ARA
MEŞHURLARIN SON SÖZLERİ
 Büyük âlim Abdullah Yâfiî hazretleri, kendisi anlatır: 
“Bir zamanlar ilmi bırakmak ve hep ibâdetle meşgûl olmak istedim. Bu düşüncem, üzüntü hâlini aldı. Bu sırada, o zamana kadar okumadığım bir kitaptan bir yer açtım. Şu beyitler ile karşılaştım: “O’NDAN YÜZ DÖNDÜRME!”
“Üzüntülerini at, işini kazâya bırak,
Ba’zan darlık açılır, ba’zan dar olur fezâ
Sıkıntının ardından bakarsın gelir rızâ,
Bir hâlle sevinirsin, mâziyi unutturur,
Allah dilediğini yapar, sen O’ndan yüz döndürme...”
Bunu okuyunca rahatladım. Allahü teâlâ kalbimi ilme karşı genişletti. Bu sebeple Mekke-i mükerremeye gittim. Orada bir müddet ilim öğrendim...”
Mekke’de yaşayan sâliha hanımlardan birisi, Resûl-i ekremi (sallallahü aleyhi ve sellem) rüyâsında gördü. Rüyâsını şöyle anlattı: Fahr-i âlem efendimiz, Abdullah Yâfiî’nin kapısının önünde duruyor idi. Sonra; “Ey Yâfiî! Allahü teâlâya karşı sana ben kefîlim” buyurdu ve bunu üç sefer tekrarladı. Sonra Resûl-i ekrem, eli ile İmâm-ı Yâfiî’nin evinin önünü işâret ediyordu. Evin önünde fakîrlerden bir cemâat bulunuyor ve ondan yiyecek bir şey istiyorlardı...”

“SEN ONU GÖRECEKSİN!”
Şeyh Kudât Mecdüddîn-i Şîrâzî şöyle anlatır: 
Bir gece rüyâmda Mekke-i mükerremede olduğumu gördüm. Elimde birkaç cüzlük bir hadîs kitabı vardı. Kendi kendime; “Mekke’de birkaç büyük âlim var, onların yanına gidip bu kitabı okuyayım” dedim. O sırada bir ses; “O kimselerin Allahü teâlâ katındaki kıymetleri, İmâm-ı Yâfiî’den büyük değildir” dedi. İçimde bir şüphe uyandı.

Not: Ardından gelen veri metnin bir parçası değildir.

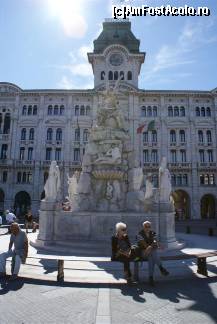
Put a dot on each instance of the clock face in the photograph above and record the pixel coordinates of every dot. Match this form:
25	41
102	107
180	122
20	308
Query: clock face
116	59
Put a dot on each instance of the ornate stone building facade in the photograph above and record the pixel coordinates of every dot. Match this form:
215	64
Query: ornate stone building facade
37	126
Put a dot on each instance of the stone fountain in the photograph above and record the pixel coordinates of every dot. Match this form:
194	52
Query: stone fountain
109	188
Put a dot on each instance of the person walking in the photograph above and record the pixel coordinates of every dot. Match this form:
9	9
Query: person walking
19	254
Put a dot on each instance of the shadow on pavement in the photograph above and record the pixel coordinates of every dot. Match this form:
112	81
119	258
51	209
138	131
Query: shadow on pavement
7	285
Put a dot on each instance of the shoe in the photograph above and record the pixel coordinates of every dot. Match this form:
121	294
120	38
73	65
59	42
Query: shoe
151	281
13	277
2	274
164	271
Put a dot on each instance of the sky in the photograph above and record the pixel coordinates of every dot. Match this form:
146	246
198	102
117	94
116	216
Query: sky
43	44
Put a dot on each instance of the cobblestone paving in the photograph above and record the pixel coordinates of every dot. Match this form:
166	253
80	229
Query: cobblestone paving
172	302
176	302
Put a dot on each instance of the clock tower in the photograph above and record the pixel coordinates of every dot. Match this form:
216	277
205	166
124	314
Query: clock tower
116	54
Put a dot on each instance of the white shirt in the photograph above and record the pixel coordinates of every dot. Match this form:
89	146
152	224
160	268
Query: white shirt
10	217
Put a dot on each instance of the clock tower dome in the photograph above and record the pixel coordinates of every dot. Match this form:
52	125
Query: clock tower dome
116	54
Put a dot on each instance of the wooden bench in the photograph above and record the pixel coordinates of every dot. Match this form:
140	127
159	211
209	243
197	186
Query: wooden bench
201	262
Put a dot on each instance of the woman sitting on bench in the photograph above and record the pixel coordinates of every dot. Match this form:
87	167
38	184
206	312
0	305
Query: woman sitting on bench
121	249
148	245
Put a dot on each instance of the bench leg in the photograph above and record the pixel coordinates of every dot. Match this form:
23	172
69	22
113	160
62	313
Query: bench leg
136	271
60	275
201	266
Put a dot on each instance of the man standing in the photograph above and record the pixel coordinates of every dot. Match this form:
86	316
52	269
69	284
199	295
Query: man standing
18	254
10	218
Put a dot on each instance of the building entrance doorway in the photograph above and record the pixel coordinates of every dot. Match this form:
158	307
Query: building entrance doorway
182	204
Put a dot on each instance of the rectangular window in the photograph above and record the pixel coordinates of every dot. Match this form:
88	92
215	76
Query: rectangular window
210	155
77	155
145	156
173	157
22	153
183	156
58	154
48	153
145	137
4	176
202	156
154	156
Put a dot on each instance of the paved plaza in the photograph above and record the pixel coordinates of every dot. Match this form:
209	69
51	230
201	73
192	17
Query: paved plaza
98	294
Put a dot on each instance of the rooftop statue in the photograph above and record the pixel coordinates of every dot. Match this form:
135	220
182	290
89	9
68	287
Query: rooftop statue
165	187
52	185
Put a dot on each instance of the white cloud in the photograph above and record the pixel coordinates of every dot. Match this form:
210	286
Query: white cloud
70	15
192	37
78	72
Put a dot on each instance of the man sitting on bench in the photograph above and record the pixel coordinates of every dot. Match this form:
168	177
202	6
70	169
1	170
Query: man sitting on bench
122	250
18	254
148	245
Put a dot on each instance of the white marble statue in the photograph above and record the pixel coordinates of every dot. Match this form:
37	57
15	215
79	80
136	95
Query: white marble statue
109	191
135	178
112	156
149	187
165	187
52	185
72	185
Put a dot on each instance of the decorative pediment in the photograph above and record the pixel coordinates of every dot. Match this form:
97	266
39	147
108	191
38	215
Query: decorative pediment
6	87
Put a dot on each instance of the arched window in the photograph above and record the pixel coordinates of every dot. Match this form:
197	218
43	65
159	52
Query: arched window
143	111
62	108
202	111
59	134
182	111
149	111
176	111
208	112
35	110
110	75
76	110
155	111
129	75
50	110
197	111
85	135
200	136
172	136
122	75
49	134
145	137
77	135
24	110
170	111
182	136
23	134
209	136
30	110
103	75
82	111
56	108
88	110
116	75
31	134
154	136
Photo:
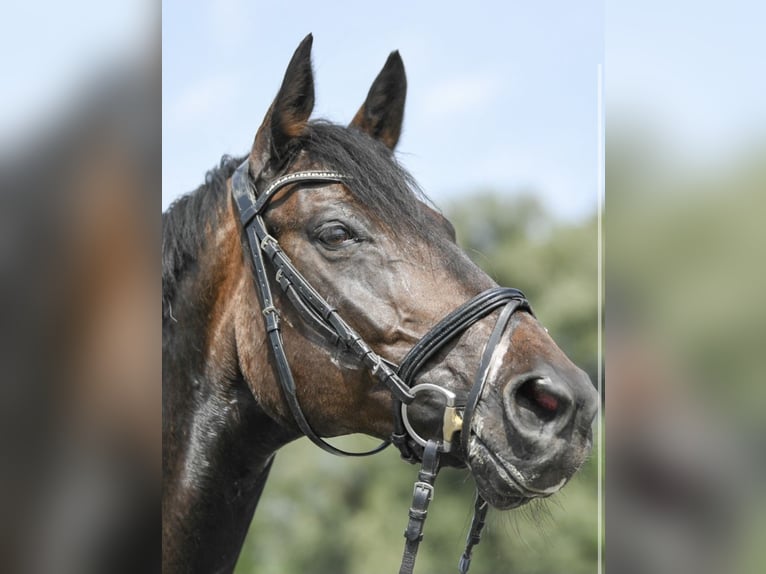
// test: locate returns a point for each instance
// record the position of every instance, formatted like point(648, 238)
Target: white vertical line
point(600, 290)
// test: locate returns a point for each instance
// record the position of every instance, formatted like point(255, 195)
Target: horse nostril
point(537, 396)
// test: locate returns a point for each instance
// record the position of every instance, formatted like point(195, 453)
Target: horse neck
point(218, 442)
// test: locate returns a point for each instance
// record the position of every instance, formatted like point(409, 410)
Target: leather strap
point(481, 374)
point(422, 495)
point(480, 508)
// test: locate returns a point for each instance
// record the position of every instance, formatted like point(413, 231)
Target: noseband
point(316, 311)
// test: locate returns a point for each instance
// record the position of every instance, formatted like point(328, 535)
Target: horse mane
point(184, 226)
point(377, 181)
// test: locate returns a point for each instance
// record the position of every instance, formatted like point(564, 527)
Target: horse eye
point(335, 235)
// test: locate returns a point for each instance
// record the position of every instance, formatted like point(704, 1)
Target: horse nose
point(542, 406)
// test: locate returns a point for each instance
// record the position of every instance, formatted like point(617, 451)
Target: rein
point(315, 310)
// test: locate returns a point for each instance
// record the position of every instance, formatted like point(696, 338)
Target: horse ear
point(382, 112)
point(289, 112)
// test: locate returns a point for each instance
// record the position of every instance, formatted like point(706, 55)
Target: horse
point(309, 288)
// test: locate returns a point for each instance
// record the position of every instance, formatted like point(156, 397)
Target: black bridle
point(314, 309)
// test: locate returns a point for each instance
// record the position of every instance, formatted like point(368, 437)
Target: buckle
point(451, 423)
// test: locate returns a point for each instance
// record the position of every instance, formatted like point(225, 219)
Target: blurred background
point(685, 319)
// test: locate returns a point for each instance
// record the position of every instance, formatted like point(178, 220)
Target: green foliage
point(321, 514)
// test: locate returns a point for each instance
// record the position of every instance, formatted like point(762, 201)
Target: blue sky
point(501, 96)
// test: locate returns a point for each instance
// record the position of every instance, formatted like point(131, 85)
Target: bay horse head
point(321, 296)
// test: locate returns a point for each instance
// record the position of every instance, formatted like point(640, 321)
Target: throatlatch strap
point(422, 495)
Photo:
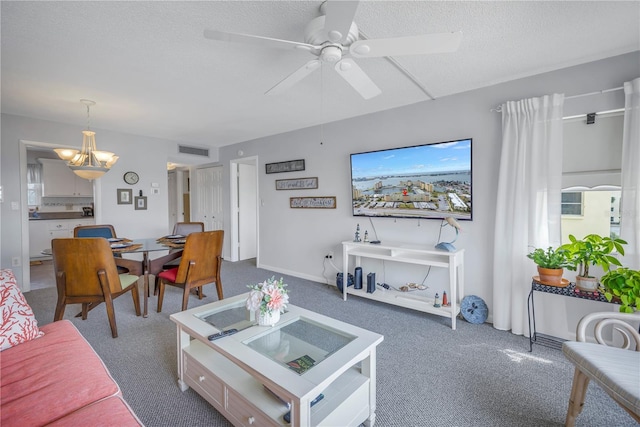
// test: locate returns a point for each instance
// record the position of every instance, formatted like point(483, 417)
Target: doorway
point(244, 209)
point(43, 147)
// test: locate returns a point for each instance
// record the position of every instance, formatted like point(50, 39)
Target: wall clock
point(131, 178)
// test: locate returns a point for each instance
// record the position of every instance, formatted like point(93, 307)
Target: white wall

Sonra aynı ses; “Şam ve Mısır’da kadri ve kıymeti ondan daha büyük kimse yoktur” dedi. O anda dışarı çıktım. Yoldan geçen birine rüyâmı anlattım. O da; “Sen onu göreceksin, güneş gibi olacak ve sonra da vefât edecek” dedi. Heyecanla uyandım. Rüyâmın hepsini bir kâğıda yazdım ve tarihi kaydettim. Sonra rüyâmı Kâbe’de bazı sâlih kimselere anlattım. Onlar bana! “İmâm-ı Yâfiî zamânın kutbudur” dediler. Kutub olduğu günden yedi gün sonra vefât etti.